Crustose coralline algae (CCA) are key organisms in coral reef ecosystems, where they contribute to reef building and substrate stabilization. While ocean acidification due to increasing CO2 can affect the biology, physiology and ecology of fully developed CCA, the impacts of elevated CO2 on the early life stages of CCA are much less explored. We assessed the photosynthetic activity and growth of 10-day-old recruits of the reef-building crustose coralline alga Porolithon cf. onkodes exposed to ambient and enhanced CO2 seawater concentration causing a downward shift in pH of ∼0.3 units. Growth of the CCA was estimated using measurements of crust thickness and marginal expansion, while photosynthetic activity was studied with O2 microsensors. We found that elevated seawater CO2 enhanced gross photosynthesis and respiration, but significantly reduced vertical and marginal growth of the early life stages of P. cf. onkodes. Elevated CO2 stimulated photosynthesis, particularly at high irradiance, likely due to increased availability of CO2, but this increase did not translate into increased algal growth as expected, suggesting a decoupling of these two processes under ocean acidification scenarios.

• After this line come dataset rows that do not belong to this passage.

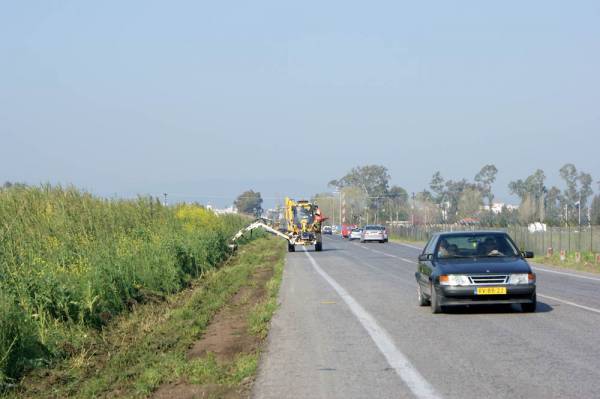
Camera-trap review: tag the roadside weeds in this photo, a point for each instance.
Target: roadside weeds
(202, 342)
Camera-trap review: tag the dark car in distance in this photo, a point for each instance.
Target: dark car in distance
(479, 267)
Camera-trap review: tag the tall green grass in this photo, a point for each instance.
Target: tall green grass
(70, 261)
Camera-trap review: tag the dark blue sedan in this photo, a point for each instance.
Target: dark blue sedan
(481, 267)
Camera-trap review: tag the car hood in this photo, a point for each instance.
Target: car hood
(483, 265)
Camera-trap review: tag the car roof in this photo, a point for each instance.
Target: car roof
(476, 232)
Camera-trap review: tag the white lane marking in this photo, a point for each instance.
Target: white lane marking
(565, 273)
(570, 303)
(419, 386)
(410, 246)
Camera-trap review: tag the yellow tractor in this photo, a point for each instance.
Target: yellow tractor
(303, 224)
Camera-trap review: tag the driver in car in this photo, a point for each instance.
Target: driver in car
(490, 247)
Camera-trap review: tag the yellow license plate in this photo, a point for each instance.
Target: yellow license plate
(491, 290)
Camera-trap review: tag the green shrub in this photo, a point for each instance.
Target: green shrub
(69, 259)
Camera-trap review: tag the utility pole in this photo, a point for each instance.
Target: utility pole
(412, 216)
(579, 208)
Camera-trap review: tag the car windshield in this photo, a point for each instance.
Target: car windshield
(475, 245)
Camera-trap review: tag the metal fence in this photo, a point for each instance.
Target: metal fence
(570, 239)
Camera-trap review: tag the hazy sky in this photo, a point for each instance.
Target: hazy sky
(209, 98)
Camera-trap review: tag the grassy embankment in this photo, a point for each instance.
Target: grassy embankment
(587, 262)
(70, 263)
(149, 348)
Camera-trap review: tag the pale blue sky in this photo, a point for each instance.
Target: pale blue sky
(211, 98)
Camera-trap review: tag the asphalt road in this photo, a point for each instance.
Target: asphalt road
(349, 327)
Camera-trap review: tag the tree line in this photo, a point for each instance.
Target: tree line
(368, 196)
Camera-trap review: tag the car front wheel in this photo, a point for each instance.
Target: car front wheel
(529, 307)
(436, 304)
(423, 301)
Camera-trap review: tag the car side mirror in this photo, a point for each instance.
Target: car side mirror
(527, 254)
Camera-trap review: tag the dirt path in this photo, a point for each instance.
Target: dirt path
(227, 337)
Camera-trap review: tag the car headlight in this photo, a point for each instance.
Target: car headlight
(521, 278)
(454, 279)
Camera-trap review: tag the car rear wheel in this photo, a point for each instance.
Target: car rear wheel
(436, 306)
(529, 307)
(423, 301)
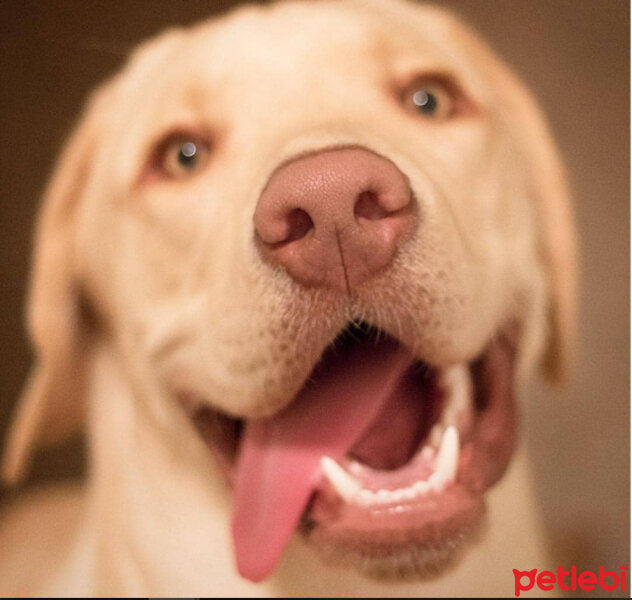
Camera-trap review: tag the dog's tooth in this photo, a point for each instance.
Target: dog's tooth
(457, 382)
(421, 487)
(448, 454)
(346, 486)
(355, 467)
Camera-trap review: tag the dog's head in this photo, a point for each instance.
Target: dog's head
(336, 235)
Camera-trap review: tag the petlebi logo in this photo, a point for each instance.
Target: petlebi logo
(570, 580)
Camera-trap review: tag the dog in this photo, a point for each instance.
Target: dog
(290, 276)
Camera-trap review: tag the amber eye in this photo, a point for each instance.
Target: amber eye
(182, 155)
(430, 98)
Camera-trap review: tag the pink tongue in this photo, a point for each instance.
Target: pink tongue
(279, 461)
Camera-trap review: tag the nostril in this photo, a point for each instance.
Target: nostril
(298, 224)
(368, 207)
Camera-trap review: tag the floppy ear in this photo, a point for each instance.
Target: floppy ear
(558, 246)
(549, 190)
(51, 406)
(551, 198)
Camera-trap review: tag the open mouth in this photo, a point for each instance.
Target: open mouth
(381, 460)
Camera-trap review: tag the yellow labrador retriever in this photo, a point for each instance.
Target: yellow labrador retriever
(290, 275)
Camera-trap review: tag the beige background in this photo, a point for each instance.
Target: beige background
(575, 56)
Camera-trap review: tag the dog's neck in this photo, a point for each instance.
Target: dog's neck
(159, 512)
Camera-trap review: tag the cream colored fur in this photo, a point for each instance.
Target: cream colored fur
(172, 279)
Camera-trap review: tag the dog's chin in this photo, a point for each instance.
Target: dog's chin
(406, 495)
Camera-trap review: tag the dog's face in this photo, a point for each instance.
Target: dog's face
(248, 192)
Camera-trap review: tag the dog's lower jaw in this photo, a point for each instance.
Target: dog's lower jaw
(158, 517)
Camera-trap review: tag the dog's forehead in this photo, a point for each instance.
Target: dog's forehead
(279, 43)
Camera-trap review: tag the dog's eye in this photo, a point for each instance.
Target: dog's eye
(182, 155)
(430, 98)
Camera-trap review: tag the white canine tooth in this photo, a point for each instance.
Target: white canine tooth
(346, 486)
(448, 454)
(457, 382)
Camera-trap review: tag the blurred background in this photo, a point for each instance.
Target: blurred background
(574, 54)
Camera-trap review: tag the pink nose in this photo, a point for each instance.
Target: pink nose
(335, 218)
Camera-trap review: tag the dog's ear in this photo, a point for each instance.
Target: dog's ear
(549, 188)
(51, 406)
(557, 238)
(551, 198)
(550, 194)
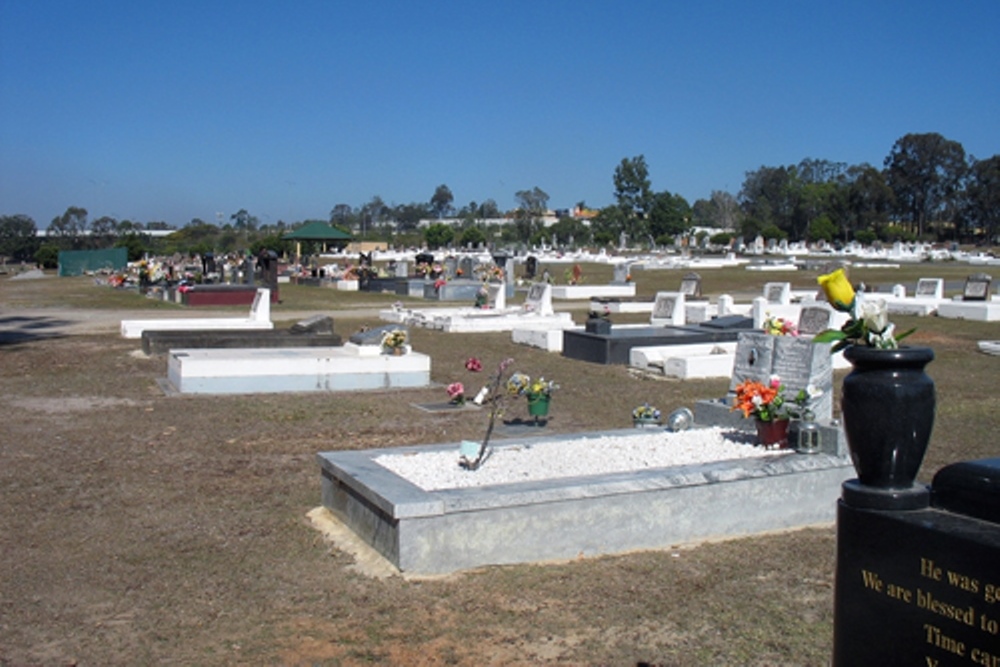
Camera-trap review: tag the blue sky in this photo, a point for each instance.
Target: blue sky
(176, 110)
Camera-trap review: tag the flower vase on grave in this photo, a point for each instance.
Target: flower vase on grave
(888, 413)
(598, 325)
(538, 404)
(773, 434)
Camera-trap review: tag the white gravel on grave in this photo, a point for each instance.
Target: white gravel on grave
(556, 459)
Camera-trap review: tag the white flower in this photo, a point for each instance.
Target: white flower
(875, 315)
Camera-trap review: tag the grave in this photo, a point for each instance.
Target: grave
(424, 531)
(223, 295)
(258, 318)
(928, 297)
(976, 303)
(436, 532)
(316, 331)
(924, 576)
(716, 360)
(536, 312)
(357, 365)
(614, 348)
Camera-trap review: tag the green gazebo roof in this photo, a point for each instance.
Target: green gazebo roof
(318, 231)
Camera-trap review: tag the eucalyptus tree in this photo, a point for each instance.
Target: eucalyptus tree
(441, 201)
(18, 237)
(982, 202)
(531, 207)
(925, 172)
(634, 195)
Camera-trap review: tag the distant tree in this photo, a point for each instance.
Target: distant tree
(634, 194)
(343, 216)
(669, 215)
(473, 235)
(567, 228)
(47, 255)
(531, 207)
(925, 172)
(67, 231)
(438, 235)
(982, 208)
(18, 237)
(408, 216)
(103, 232)
(134, 245)
(441, 201)
(869, 201)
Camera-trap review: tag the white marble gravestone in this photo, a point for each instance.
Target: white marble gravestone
(797, 361)
(668, 309)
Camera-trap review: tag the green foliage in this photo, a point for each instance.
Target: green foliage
(438, 235)
(822, 229)
(48, 255)
(865, 236)
(133, 243)
(473, 235)
(18, 237)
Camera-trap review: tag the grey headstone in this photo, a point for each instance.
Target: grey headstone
(814, 319)
(317, 324)
(691, 285)
(374, 336)
(797, 361)
(977, 287)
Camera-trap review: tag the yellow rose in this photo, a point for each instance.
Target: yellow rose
(838, 290)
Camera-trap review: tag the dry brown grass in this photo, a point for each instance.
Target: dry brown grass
(137, 528)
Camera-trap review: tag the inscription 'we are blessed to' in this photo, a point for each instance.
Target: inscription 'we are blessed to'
(944, 614)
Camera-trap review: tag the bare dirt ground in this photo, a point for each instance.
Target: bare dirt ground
(140, 528)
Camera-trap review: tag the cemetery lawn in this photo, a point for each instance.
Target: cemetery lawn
(140, 528)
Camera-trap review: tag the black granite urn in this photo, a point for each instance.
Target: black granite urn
(598, 325)
(888, 412)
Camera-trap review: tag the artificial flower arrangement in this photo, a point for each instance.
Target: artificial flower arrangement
(482, 297)
(521, 384)
(499, 388)
(779, 326)
(394, 339)
(646, 412)
(869, 324)
(766, 401)
(456, 393)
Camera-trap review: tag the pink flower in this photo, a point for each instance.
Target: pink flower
(456, 392)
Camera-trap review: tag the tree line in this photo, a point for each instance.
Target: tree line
(927, 189)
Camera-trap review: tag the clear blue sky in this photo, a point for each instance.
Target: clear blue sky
(174, 110)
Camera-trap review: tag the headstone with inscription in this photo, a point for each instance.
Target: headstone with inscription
(814, 319)
(977, 287)
(466, 266)
(668, 309)
(797, 361)
(919, 583)
(691, 285)
(778, 293)
(930, 288)
(530, 267)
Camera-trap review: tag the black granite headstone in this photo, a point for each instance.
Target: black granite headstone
(922, 587)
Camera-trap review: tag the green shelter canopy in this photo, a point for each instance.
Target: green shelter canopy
(318, 231)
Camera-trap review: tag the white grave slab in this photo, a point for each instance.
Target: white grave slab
(258, 318)
(249, 371)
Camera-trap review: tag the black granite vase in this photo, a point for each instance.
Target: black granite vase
(888, 411)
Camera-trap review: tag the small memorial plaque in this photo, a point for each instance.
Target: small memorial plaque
(977, 287)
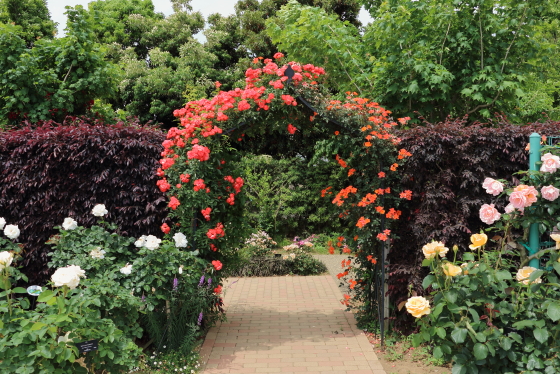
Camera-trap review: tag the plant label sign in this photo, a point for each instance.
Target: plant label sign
(90, 345)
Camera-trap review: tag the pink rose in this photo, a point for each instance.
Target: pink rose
(489, 214)
(492, 186)
(509, 208)
(518, 199)
(550, 193)
(550, 163)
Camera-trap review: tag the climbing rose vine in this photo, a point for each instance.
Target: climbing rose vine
(205, 189)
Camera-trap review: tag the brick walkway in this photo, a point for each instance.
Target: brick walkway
(287, 325)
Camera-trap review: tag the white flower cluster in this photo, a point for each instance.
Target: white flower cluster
(127, 269)
(97, 253)
(6, 259)
(68, 276)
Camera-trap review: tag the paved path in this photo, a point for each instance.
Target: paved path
(287, 325)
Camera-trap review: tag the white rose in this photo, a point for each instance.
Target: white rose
(126, 270)
(99, 210)
(180, 240)
(11, 231)
(69, 224)
(152, 242)
(68, 276)
(97, 253)
(140, 242)
(6, 259)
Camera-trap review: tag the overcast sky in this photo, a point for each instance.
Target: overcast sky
(206, 7)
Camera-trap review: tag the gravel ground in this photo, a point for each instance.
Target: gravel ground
(333, 265)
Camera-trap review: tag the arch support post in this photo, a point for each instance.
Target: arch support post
(534, 236)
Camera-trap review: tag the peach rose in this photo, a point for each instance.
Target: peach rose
(418, 306)
(432, 249)
(556, 238)
(550, 193)
(489, 214)
(451, 270)
(492, 186)
(550, 163)
(524, 273)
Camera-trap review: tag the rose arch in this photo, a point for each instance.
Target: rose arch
(285, 100)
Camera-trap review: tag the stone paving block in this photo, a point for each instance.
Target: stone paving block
(287, 325)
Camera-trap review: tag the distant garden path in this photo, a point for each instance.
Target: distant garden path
(288, 324)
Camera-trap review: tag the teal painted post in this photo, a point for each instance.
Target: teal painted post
(534, 157)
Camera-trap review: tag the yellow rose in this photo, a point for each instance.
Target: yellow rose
(432, 249)
(478, 240)
(524, 273)
(556, 238)
(451, 270)
(418, 306)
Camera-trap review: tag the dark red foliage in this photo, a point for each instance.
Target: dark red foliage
(56, 171)
(448, 165)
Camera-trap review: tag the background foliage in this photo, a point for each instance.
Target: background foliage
(55, 171)
(449, 162)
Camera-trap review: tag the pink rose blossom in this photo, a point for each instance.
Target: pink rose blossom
(518, 199)
(550, 193)
(550, 163)
(492, 186)
(489, 214)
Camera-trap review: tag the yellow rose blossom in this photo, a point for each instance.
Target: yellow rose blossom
(418, 306)
(478, 240)
(524, 273)
(432, 249)
(556, 238)
(451, 270)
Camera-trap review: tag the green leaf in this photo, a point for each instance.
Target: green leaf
(458, 335)
(37, 326)
(428, 280)
(541, 335)
(458, 369)
(45, 296)
(553, 311)
(480, 351)
(557, 267)
(503, 275)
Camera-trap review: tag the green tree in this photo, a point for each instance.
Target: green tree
(33, 17)
(54, 78)
(438, 57)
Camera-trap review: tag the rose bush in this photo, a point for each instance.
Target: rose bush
(495, 314)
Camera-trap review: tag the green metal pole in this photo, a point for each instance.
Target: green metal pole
(534, 157)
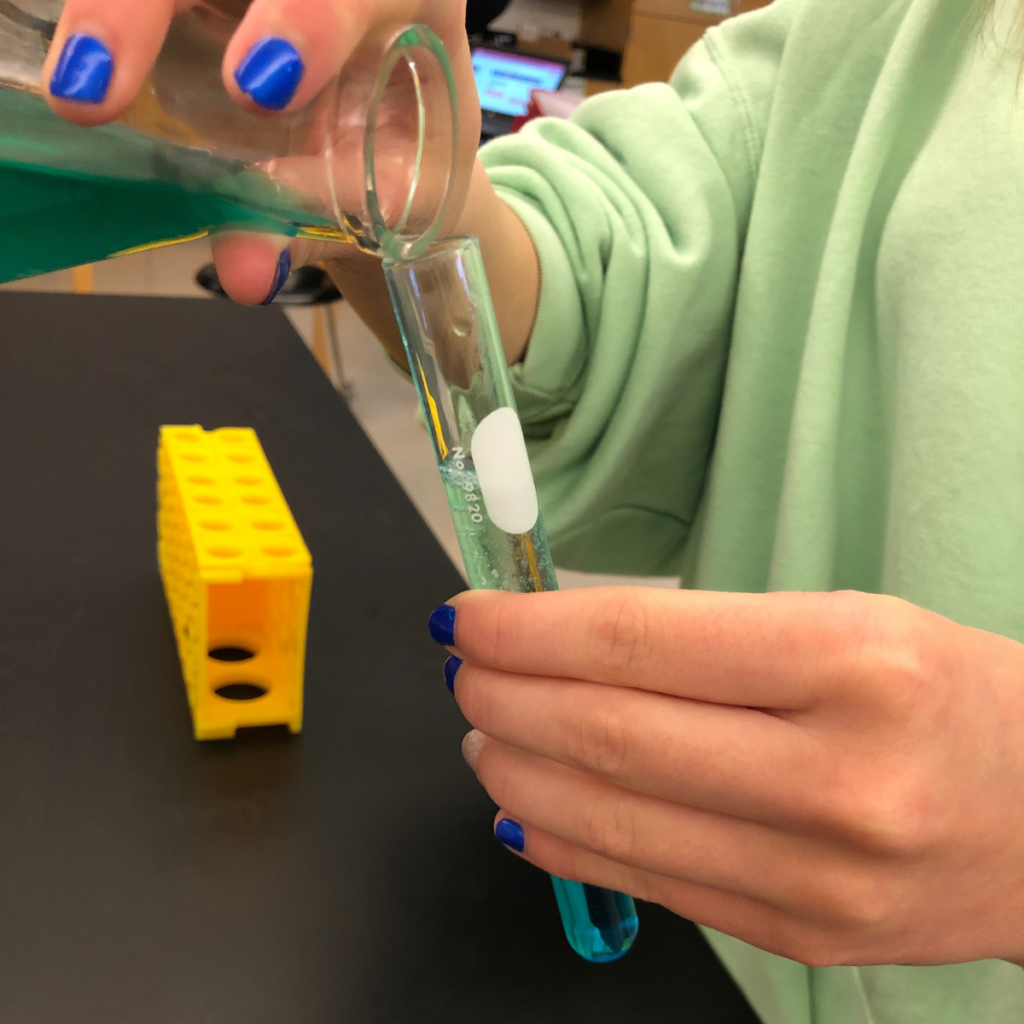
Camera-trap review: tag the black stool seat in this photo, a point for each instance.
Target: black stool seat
(306, 286)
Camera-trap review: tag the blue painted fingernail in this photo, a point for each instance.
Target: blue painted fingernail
(270, 73)
(441, 625)
(284, 269)
(452, 667)
(510, 833)
(83, 72)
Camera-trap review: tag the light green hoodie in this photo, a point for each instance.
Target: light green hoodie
(780, 346)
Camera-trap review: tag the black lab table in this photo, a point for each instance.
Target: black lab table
(346, 876)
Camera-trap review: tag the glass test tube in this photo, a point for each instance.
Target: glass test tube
(456, 356)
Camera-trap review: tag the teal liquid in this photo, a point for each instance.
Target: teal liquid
(599, 924)
(495, 560)
(71, 196)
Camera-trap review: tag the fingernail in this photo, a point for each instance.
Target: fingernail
(284, 269)
(452, 666)
(510, 833)
(472, 743)
(441, 625)
(270, 73)
(83, 72)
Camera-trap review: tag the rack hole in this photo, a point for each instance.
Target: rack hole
(280, 551)
(231, 653)
(224, 552)
(241, 691)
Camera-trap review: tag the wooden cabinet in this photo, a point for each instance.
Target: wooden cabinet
(662, 31)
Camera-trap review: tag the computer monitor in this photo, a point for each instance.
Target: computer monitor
(505, 81)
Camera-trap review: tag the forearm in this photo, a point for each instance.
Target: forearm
(513, 273)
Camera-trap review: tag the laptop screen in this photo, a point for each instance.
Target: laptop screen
(506, 80)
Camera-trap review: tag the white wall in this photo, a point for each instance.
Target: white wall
(529, 18)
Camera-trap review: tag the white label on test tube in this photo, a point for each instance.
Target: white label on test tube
(503, 468)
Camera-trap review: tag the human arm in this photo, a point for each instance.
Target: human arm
(833, 777)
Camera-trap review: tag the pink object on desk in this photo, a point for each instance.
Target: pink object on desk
(548, 104)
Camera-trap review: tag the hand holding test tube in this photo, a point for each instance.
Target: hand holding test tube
(456, 357)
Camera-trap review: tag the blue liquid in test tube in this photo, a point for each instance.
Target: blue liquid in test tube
(455, 353)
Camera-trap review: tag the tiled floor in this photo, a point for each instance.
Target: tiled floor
(382, 401)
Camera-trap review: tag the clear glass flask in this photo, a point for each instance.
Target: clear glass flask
(455, 354)
(369, 161)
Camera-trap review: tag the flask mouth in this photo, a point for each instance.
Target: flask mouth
(392, 150)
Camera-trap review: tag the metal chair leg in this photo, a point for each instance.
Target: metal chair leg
(341, 382)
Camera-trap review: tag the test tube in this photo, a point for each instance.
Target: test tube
(443, 307)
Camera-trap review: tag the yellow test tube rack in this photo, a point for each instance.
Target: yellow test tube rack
(238, 578)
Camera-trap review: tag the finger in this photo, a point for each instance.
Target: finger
(101, 53)
(285, 51)
(762, 650)
(749, 920)
(252, 268)
(799, 876)
(735, 761)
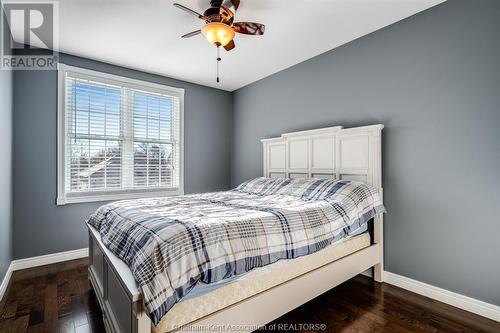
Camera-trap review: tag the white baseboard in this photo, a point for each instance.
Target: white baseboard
(457, 300)
(460, 301)
(49, 259)
(5, 281)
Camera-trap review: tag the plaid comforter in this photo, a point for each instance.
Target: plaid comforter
(173, 243)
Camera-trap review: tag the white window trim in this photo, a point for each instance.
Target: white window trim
(64, 198)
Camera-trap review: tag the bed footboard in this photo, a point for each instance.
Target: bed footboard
(116, 291)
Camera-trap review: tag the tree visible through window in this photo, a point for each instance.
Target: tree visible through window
(118, 137)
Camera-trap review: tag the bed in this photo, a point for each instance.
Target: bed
(261, 285)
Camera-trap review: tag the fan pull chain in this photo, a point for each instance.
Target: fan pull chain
(218, 60)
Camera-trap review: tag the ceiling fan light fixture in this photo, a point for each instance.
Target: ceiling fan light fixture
(218, 33)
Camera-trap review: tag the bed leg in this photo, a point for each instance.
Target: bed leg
(378, 270)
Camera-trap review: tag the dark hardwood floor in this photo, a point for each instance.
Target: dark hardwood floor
(59, 298)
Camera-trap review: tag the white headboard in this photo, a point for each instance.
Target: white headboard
(333, 152)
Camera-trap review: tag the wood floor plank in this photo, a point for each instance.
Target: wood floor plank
(59, 298)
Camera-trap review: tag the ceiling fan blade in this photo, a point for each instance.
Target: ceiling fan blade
(215, 3)
(189, 10)
(230, 46)
(249, 28)
(231, 4)
(191, 34)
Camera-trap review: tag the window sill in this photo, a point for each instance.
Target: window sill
(101, 197)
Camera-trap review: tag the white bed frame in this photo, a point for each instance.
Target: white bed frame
(334, 152)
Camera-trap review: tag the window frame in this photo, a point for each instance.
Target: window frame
(64, 197)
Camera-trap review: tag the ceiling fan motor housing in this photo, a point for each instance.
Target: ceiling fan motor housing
(219, 14)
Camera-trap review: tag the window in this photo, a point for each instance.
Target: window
(117, 137)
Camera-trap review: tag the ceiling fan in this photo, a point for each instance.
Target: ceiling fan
(220, 28)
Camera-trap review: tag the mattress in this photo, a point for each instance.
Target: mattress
(255, 282)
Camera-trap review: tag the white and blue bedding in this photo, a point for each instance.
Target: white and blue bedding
(171, 244)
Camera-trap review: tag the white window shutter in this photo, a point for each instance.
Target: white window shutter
(122, 137)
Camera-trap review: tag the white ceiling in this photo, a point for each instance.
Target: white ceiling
(145, 34)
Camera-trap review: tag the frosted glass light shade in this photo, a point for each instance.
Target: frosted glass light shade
(218, 33)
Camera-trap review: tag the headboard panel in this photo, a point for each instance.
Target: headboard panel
(333, 152)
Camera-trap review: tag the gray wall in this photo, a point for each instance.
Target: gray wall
(5, 171)
(434, 81)
(40, 226)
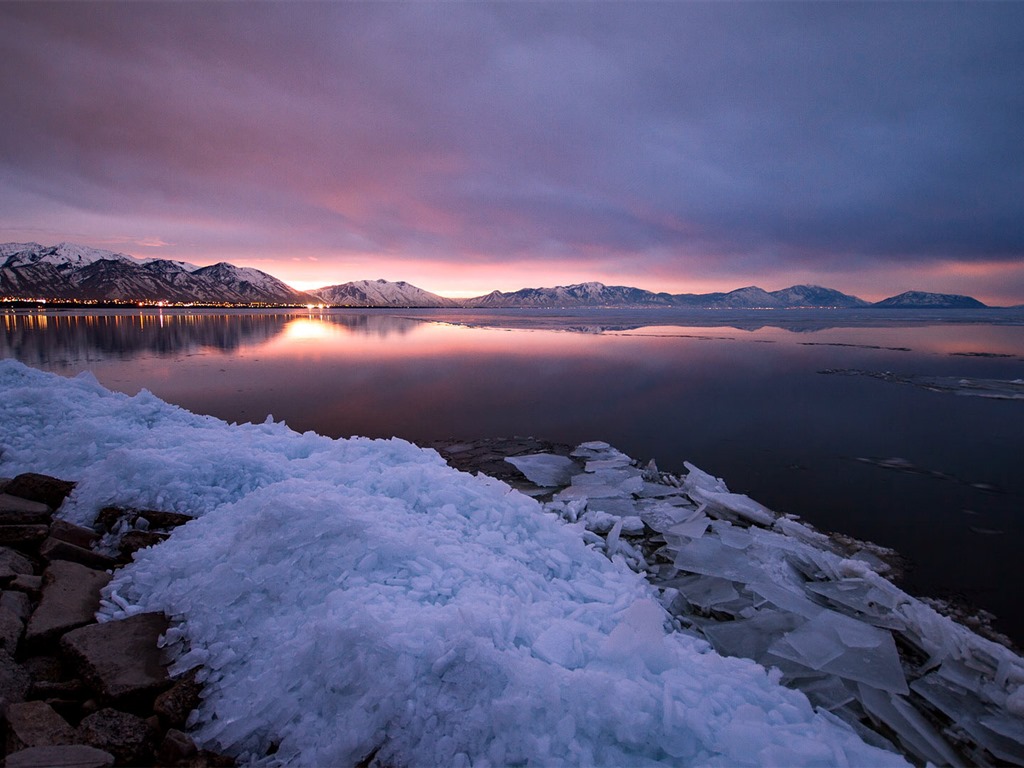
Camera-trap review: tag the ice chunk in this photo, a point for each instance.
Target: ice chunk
(546, 470)
(909, 725)
(705, 592)
(840, 645)
(749, 638)
(828, 691)
(711, 557)
(873, 604)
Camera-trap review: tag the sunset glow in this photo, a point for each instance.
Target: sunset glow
(684, 147)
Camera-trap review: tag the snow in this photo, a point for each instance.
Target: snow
(347, 595)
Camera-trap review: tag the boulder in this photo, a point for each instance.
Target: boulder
(128, 737)
(70, 756)
(69, 531)
(16, 602)
(54, 549)
(14, 510)
(36, 724)
(174, 705)
(30, 584)
(37, 487)
(23, 536)
(120, 659)
(13, 681)
(71, 598)
(133, 541)
(11, 629)
(13, 563)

This study confirms the sensitivity of early stages of CCA to elevated CO2 and identifies complexities in the physiological processes underlying the decreased growth and abundance in these important coral reef builders upon ocean acidification.

Ordoñez A., Wangpraseurt D., Lyndby N.H., Kühl M. & Diaz-Pulido G., 2019. Elevated CO2 leads to enhanced photosynthesis but decreased growth in early life stages of reef building coralline algae. Frontiers in Marine Science 5:495. doi:10.3389/fmars.2018.00495. Article.